Legitimidad de origen, legitimidad de ejercicio

En la página editorial de El Mercurio del domingo 6 de Diciembre, se hace referencia a la supuesta solución de la crisis hondureña mediante la elección de un nuevo presidente de la república. Se barajan aquí dos interesantes conceptos: el de la legitimidad de origen de un mandatario y el de su legitimidad en el ejercicio de sus funciones.

Se entiende el primero como la condición alcanzada mediante un proceso eleccionario que, a su vez, se legitima por ser un acto libre, secreto e informado. Durante el desarrollo de una democracia en forma estas características de legitimidad de una elección son posibles de obtener. Sin embargo, unos comicios que se llevan a cabo bajo un régimen de facto como en el caso hondureño reciente dejan, al menos, una duda razonable.

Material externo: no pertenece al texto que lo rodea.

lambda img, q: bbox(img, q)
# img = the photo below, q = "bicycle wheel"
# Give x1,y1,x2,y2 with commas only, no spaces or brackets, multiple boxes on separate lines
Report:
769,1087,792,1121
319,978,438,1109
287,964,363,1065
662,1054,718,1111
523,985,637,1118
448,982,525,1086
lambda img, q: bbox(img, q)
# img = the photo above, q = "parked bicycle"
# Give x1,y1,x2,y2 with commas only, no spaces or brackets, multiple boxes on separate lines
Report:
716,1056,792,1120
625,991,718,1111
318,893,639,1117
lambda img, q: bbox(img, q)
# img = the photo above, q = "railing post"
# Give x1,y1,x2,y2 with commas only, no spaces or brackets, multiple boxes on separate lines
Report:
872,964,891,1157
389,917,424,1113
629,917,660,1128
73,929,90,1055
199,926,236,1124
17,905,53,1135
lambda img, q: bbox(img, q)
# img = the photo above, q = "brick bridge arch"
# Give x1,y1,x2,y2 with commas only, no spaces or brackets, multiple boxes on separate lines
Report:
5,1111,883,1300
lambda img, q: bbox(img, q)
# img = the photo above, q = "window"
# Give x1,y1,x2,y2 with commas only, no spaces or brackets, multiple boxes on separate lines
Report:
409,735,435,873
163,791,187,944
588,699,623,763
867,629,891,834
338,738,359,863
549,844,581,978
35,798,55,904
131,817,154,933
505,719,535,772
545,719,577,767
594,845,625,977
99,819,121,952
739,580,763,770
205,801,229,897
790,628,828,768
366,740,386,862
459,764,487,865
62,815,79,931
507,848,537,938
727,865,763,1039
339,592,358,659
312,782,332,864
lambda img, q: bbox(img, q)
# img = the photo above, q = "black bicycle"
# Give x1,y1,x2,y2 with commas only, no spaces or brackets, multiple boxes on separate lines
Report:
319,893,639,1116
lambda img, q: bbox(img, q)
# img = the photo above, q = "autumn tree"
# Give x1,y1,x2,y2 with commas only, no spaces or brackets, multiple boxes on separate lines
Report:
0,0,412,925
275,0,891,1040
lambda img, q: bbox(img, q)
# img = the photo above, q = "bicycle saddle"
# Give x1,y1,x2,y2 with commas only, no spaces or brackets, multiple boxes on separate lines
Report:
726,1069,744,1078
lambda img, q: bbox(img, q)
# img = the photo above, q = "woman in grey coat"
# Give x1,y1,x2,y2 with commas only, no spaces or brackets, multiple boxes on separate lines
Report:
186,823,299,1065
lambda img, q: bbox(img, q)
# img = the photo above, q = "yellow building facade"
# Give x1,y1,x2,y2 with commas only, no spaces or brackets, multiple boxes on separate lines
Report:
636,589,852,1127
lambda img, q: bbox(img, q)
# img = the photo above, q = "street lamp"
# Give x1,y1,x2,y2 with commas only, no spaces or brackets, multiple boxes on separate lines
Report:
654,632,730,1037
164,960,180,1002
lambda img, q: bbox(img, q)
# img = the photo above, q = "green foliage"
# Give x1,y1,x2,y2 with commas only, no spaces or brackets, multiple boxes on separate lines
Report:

Respecto a la legitimidad de ejercicio, es decir, si el mandatario se ajusta a derecho durante el cometido de sus funciones y se atiene a la Constitución, parece ser un juicio cuya formulación presenta mayores complicaciones que el concepto anterior. La determinación sobre si un gobernante ha sobrepasado sus facultades constitucionales normalmente se lleva cabo mediante un juicio político. Sus detractores dirán que el mandatario violó el espíritu y/o la letra de la Ley y, obviamente, sus partidarios afirmarán lo contrario. Las cartas fundamentales prevén, por lo general, mecanismos de destitución mediante acusación constitucional (impeachment, en la política norteamericana) que debe ser dirimida en el seno de otro organismo de elección popular: el Congreso. Si la acusación es capaz de recoger los votos necesarios, normalmente un quórum calificado relativamente alto para obtener la destitución de un mandatario ello procede y, supuestamente, no debería haber mayor drama. Pero ¿Ocurrió esto en el caso de Zelaya? ¿Contemplaba la Constitución hondureña los mencionados mecanismos? ¿Fue votada una acusación constitucional en su contra? A juzgar por la violencia con que se llevó a cabo su destitución, la respuesta parece ser negativa.

Sin duda, es un tema candente para nuestro decano de la prensa que, al parecer, ve con preocupación la emergencia en la región de gobiernos no afines a sus convicciones ideológicas hacia los cuales no escatima críticas e interrogantes sobre la legitimidad de su ejercicio.

Pero también puede haber algo de fondo en su postura que tiene raíces históricas. Para nadie es un secreto que el decano fue central en la creación del ambiente de caos que llevó al derrocamiento del Presidente Allende en septiembre de 1973, en vista de la nula posibilidad de obtener los 2/3 de quórum parlamentario para proceder a una destitución presidencial mediante el mecanismo constitucional vigente.

El corolario fatal del relato hondureño podría ser una nueva modalidad para la política latinoamericana: derrocar por la fuerza un gobierno que no nos agrada y luego llamar a elecciones.